A completely secure system is a system that has zero contact with its attackers. Life gets complicated when there is contact with the attackers, or the attackers are unknown.
I gave this topic a pretty good treatment a while ago on the post titled, How do you search for backdoors from the previous IT person? which is the 'worst case scenario' you're talking about. A trusted insider demonstrates they're not worthy of the trust placed on them (i.e. a SysAdmin leaves on bad terms and just might be ethically challenged). That big bulleted list shows all the areas that network defenses have to take in to account.
Is there perfect security? Yes, it's that completely isolated system I opened up with. But you can't create a Facebook with a completely isolated system. Is it possible to have perfect security and still have a connected system? In theory, yes. In practice, no way.
In order to get to a perfectly secured, connected system, you must have:
- All possible inputs mapped.
- Processing logic is verified to handle all possible inputs, including error cases, safely.
- Every logic path is verified to run cleanly without unhandled fault.

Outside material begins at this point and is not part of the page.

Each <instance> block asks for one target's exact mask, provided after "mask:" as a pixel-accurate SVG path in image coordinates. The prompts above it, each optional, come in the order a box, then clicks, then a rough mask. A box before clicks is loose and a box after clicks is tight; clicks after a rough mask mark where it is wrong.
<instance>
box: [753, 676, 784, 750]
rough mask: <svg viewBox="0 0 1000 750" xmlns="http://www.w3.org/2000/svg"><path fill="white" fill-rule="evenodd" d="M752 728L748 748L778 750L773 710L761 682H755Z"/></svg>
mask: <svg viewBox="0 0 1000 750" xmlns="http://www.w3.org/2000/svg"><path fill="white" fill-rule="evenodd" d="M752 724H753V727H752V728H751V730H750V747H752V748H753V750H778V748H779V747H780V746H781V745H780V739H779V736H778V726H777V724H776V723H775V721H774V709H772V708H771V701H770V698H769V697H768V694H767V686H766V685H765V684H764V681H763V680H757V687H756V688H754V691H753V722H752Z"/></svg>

- Unhandled exceptions, some unmapped inputs may need to be introduced to cause them, are verified to fail safely.
This is not going to happen anywhere but in the laboratory of the mind, or some tinker's "build an entire computer from scratch" test-case.
You can get pretty close to perfect, but the cost of being there is pretty high. The closest we get is probably avionics software, which has a pretty limited and exceedingly well known input base.
For modern computer and network security, the problem is very complex and very diverse. Precise strategies vary from organization to organization, though there are some commonalities in approach. The dictates of the organization will define whether or not file-level change-tracking is required on systems, or if the patch-log is sufficient; things like that.